King takes dim view of directors' shares
February 18, 2009
By Sanchia Temkin
After 18 months of revision, a draft of the third King report on corporate governance will be issued next week for comment.
One of the more significant changes is expected to be tightening of remuneration policies on independent directors.
It is expected to recommend that remuneration for non-executive directors not include share options, Jayne Mammatt, a corporate governance expert at Ernst & Young, said on Tuesday.
"This would be in keeping with best international norms, such as the UK Combined Code," Mammatt said.
"Globally, executive bonuses are a big bone of contention in the light of the financial crisis, with big payouts being paid to the executives of banks, some of which are receiving government aid during the market turmoil The King code would require more disclosure on executive remuneration schemes | ."
The spillover effects of the financial crisis could undermine corporate governance practices in certain industries, particularly the financial services sector, Mammatt said.
The King code would require more disclosure on executive remuneration schemes, and companies would have to submit their remuneration schemes to shareholder scrutiny and approval.
Seven task teams of 90 specialists, led by Mervyn King, examined existing international corporate governance practices to bring the new report into line with those practices.
The teams examined issues such as boards and remuneration, risk management, internal audit, accounting and auditing, sustainability, enforcement law relating to directors and auditors, the business rescue of companies and alternative dispute resolution mechanisms.
The first King report was published in 1994.
Mammatt said a revision of the report was needed as a number of developments had taken place in SA since the publication of the second report in March 2002.
For instance, the accounting profession globally had undergone a mammoth change with the corporate scandals of Enron and WorldCom and those closer to home, such as Regal Bank and LeisureNet.
The Accounting Profession Act was passed into law in 2006. Listed companies have also been required to use international financial reporting standards since 2005.
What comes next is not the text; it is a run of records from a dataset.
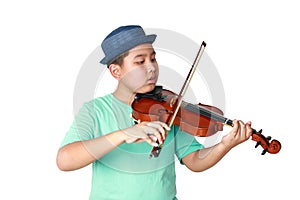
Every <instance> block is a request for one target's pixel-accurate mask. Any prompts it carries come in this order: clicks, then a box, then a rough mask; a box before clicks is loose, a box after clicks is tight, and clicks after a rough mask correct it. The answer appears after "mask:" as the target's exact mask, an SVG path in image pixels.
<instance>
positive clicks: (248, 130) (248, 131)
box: [246, 122, 252, 139]
mask: <svg viewBox="0 0 300 200" xmlns="http://www.w3.org/2000/svg"><path fill="white" fill-rule="evenodd" d="M251 135H252V128H251V122H247V124H246V137H247V139H249V138H250V136H251Z"/></svg>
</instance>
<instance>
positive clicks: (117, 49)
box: [100, 34, 157, 65]
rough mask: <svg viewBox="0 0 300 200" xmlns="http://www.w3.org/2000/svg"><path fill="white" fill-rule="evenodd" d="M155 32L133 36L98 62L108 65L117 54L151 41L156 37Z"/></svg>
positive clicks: (152, 42)
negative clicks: (126, 41)
mask: <svg viewBox="0 0 300 200" xmlns="http://www.w3.org/2000/svg"><path fill="white" fill-rule="evenodd" d="M156 36H157V35H155V34H152V35H146V36H142V37H139V38H134V39H133V40H131V41H129V42H127V43H126V44H124V45H121V46H120V47H119V48H117V49H116V50H115V51H114V52H112V53H111V54H110V55H107V56H105V57H104V58H103V59H102V60H101V61H100V63H101V64H104V65H105V64H106V65H110V64H111V63H112V62H113V61H114V60H115V59H116V58H117V57H118V56H120V55H121V54H123V53H125V52H127V51H129V50H130V49H132V48H134V47H136V46H138V45H140V44H145V43H151V44H152V43H153V42H154V41H155V39H156Z"/></svg>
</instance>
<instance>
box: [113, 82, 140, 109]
mask: <svg viewBox="0 0 300 200" xmlns="http://www.w3.org/2000/svg"><path fill="white" fill-rule="evenodd" d="M113 95H114V96H115V97H116V98H117V99H119V100H120V101H122V102H123V103H125V104H128V105H131V104H132V102H133V100H134V97H135V93H134V92H132V91H131V90H129V89H128V88H126V87H123V86H122V85H121V84H118V87H117V89H116V90H115V91H114V92H113Z"/></svg>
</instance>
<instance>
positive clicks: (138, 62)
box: [135, 60, 145, 65]
mask: <svg viewBox="0 0 300 200" xmlns="http://www.w3.org/2000/svg"><path fill="white" fill-rule="evenodd" d="M135 63H137V64H139V65H142V64H144V63H145V60H138V61H136V62H135Z"/></svg>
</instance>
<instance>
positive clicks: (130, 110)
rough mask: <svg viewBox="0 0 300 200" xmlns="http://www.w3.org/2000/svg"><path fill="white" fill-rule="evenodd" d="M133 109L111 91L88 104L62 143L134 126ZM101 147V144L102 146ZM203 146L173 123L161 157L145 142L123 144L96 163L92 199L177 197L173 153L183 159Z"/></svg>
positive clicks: (79, 114)
mask: <svg viewBox="0 0 300 200" xmlns="http://www.w3.org/2000/svg"><path fill="white" fill-rule="evenodd" d="M131 113H132V108H131V107H130V106H129V105H127V104H124V103H123V102H121V101H119V100H118V99H117V98H115V97H114V96H113V95H112V94H108V95H106V96H104V97H99V98H96V99H93V100H91V101H90V102H87V103H85V104H84V105H83V106H82V108H81V109H80V111H79V113H78V114H77V116H76V118H75V120H74V122H73V124H72V126H71V128H70V130H69V131H68V132H67V133H66V136H65V138H64V140H63V142H62V145H61V146H64V145H66V144H69V143H72V142H76V141H83V140H89V139H93V138H96V137H99V136H102V135H105V134H108V133H111V132H113V131H116V130H120V129H124V128H127V127H130V126H132V125H134V120H133V119H132V118H131V117H130V115H131ZM99 148H101V147H99ZM201 148H203V146H202V145H201V144H199V143H198V142H197V141H196V140H195V138H194V137H193V136H192V135H190V134H187V133H185V132H182V131H180V130H179V128H178V127H177V126H173V127H172V129H171V131H169V133H168V136H167V138H166V140H165V142H164V146H163V148H162V151H161V153H160V155H159V157H158V158H152V159H149V154H150V152H151V150H152V146H150V145H149V144H148V143H146V142H142V143H132V144H127V143H123V144H122V145H120V146H118V147H117V148H115V149H114V150H112V151H111V152H109V153H107V154H106V155H105V156H103V157H102V158H100V159H99V160H97V161H95V162H94V163H93V177H92V189H91V194H90V200H100V199H105V200H113V199H114V200H127V199H128V200H141V199H143V200H153V199H155V200H169V199H170V200H171V199H172V200H173V199H176V185H175V182H176V175H175V159H174V155H176V156H177V158H178V159H179V160H180V161H181V159H182V158H183V157H184V156H186V155H188V154H190V153H192V152H194V151H196V150H198V149H201Z"/></svg>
Committee chairman King said recently that the new Companies Bill, which was released late in 2008, would form the basis of the report.
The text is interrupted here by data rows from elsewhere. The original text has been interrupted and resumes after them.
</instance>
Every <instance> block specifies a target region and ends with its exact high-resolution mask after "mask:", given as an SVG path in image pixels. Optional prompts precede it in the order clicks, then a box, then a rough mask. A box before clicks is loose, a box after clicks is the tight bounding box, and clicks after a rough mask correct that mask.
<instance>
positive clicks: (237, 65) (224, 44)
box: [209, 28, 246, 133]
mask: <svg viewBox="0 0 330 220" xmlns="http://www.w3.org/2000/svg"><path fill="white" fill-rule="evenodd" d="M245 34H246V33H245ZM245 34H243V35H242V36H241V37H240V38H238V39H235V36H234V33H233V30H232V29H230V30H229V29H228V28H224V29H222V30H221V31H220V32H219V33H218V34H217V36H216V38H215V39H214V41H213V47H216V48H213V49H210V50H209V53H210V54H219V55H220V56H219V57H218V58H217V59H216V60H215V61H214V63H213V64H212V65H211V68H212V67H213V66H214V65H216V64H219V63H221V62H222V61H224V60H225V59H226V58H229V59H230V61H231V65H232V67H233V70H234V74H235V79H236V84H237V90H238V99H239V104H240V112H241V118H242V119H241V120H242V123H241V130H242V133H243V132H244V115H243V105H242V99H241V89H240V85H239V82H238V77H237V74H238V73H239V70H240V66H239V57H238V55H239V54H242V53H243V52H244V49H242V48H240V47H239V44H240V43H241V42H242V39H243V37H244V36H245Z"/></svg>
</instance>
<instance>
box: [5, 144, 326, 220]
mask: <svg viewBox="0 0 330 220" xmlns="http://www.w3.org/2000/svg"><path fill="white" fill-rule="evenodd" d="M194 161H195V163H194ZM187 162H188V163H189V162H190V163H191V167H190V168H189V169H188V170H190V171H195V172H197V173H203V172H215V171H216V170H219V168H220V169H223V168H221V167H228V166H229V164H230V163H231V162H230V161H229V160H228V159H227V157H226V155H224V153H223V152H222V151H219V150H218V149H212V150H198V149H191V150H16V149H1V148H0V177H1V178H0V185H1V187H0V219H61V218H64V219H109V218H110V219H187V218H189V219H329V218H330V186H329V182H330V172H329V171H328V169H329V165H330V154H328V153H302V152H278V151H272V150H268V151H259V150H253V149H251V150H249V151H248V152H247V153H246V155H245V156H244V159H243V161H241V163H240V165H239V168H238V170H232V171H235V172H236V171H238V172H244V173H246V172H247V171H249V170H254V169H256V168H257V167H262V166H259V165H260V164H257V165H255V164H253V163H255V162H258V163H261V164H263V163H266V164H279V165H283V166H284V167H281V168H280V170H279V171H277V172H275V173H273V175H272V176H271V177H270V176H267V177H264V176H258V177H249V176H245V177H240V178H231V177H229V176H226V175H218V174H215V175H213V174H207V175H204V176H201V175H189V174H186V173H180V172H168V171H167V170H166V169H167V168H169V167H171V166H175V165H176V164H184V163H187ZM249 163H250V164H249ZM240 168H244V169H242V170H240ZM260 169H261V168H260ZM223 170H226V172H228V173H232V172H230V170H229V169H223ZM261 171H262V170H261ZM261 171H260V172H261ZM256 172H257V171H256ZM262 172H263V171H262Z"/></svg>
He said the role of a director was not easy in the light of corporate scandals. Rules, regulations and stringent legislation had forced executives to re-examine their role.
The code is expected to contain two new chapters on alternative dispute mechanisms for companies and enforcement. King said the committee had considered international trends when compiling the report.
For instance, the independence of directors should be tested annually, sustainable development needed to be a business opportunity and data in annual reports should include issues from which stakeholders could make an informed assessment of a company's economic value as opposed to its book value.
The report will be released next Wednesday by the Institute of Directors.